La vicenda è liberamente ispirata alla vita di un personaggio leggendario della frontiera, il cacciatore John “Mangia fegato” Johnston, che prese parte a innumerevoli scaramucce durante le guerre indiane nell’Ovest e si conquistò il soprannome quando uccise a coltellate un guerriero Sioux e chiese ai suoi compagni se volevano assaggiare quel che era rimasto sulla sua lama. Ma “Jeremiah Johnson” è stato uno dei primi film a non rappresentare i nativi americani come brutali selvaggi da sterminare senza pietà. Gli indiani di Pollack sono uomini con usi e costumi diversi da quelli dei bianchi, e per molti versi superiori a loro grazie a un modo di vivere più rispettoso della natura e dei suoi ritmi. Anche per questo i maestosi scenari di montagna – il film è stato girato in numerosi parchi naturali e in altre località dello Utah – diventano protagonisti del film insieme agli attori, e accrescono il fascino del racconto.
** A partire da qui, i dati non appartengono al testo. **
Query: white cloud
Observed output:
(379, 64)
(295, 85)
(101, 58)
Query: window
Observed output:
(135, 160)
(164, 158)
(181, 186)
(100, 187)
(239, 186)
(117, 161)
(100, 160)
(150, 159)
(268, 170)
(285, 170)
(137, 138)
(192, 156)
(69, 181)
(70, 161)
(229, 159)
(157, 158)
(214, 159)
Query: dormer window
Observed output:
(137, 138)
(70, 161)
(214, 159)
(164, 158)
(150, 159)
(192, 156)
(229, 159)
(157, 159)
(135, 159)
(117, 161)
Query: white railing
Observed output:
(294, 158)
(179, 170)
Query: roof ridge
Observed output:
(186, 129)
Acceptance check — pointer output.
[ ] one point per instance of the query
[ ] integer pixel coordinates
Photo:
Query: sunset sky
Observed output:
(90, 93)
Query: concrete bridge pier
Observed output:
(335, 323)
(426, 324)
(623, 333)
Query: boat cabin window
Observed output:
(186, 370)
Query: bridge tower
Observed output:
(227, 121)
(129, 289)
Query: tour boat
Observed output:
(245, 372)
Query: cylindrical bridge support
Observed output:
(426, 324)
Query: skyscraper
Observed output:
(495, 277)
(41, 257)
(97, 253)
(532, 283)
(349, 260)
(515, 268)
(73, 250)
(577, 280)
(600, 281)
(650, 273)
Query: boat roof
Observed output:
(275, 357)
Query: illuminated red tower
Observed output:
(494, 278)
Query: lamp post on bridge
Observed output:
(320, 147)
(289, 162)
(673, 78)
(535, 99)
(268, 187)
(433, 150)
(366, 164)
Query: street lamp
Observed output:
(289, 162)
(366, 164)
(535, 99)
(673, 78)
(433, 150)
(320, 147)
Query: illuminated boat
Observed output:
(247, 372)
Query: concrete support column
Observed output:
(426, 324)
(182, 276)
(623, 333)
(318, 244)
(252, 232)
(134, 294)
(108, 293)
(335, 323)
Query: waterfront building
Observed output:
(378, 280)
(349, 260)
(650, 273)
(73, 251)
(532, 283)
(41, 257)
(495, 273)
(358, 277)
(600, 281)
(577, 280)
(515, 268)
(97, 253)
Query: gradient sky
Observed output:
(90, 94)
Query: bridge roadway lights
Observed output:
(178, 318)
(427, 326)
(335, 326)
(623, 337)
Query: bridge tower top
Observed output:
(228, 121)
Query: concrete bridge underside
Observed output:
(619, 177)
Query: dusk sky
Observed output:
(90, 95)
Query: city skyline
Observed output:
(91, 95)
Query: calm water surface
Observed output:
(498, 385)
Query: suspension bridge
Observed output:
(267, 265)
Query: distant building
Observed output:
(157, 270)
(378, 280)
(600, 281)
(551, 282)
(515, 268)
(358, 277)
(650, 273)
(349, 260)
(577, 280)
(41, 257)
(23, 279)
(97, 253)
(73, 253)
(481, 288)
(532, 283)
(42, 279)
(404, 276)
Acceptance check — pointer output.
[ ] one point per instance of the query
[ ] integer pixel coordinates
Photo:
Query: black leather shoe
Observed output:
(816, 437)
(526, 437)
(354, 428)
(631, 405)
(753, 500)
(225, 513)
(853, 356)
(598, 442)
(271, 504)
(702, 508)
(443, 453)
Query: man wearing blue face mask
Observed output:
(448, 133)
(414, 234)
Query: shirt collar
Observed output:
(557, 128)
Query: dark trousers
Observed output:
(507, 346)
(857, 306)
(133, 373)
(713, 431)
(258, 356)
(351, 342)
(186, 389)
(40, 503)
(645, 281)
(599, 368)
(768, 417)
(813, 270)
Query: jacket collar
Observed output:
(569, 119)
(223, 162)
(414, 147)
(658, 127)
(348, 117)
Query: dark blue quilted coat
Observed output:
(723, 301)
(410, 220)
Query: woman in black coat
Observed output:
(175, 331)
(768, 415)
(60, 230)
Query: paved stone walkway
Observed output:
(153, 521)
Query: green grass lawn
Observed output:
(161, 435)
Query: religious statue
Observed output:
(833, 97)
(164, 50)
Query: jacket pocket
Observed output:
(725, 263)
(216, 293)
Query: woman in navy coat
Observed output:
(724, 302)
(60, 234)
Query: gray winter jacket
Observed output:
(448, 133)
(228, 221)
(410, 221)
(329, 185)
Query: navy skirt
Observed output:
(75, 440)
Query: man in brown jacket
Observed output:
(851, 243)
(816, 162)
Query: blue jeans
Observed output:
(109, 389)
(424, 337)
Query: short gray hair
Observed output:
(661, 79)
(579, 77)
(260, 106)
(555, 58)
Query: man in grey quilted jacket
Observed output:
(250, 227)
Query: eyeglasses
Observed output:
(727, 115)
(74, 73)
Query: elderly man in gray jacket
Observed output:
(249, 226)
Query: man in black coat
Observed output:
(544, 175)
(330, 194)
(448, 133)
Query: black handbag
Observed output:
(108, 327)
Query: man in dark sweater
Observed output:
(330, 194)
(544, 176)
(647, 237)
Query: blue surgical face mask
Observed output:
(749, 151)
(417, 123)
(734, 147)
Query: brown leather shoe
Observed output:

“Nel film non c’era una grande linea narrativa – dirà con una punta di falsa modestia Pollack qualche anno più tardi – solo immagini, ritmi, stati d’animo e lunghe camminate nella neve”. Ma questo non impedì a “Jeremiah Johnson” di ottenere un grande successo al botteghino e di essere il primo western invitato ufficialmente al festival di Cannes. Da non perdere: è facilmente reperibile in dvd o in rete. E spesso viene riproposto in tv.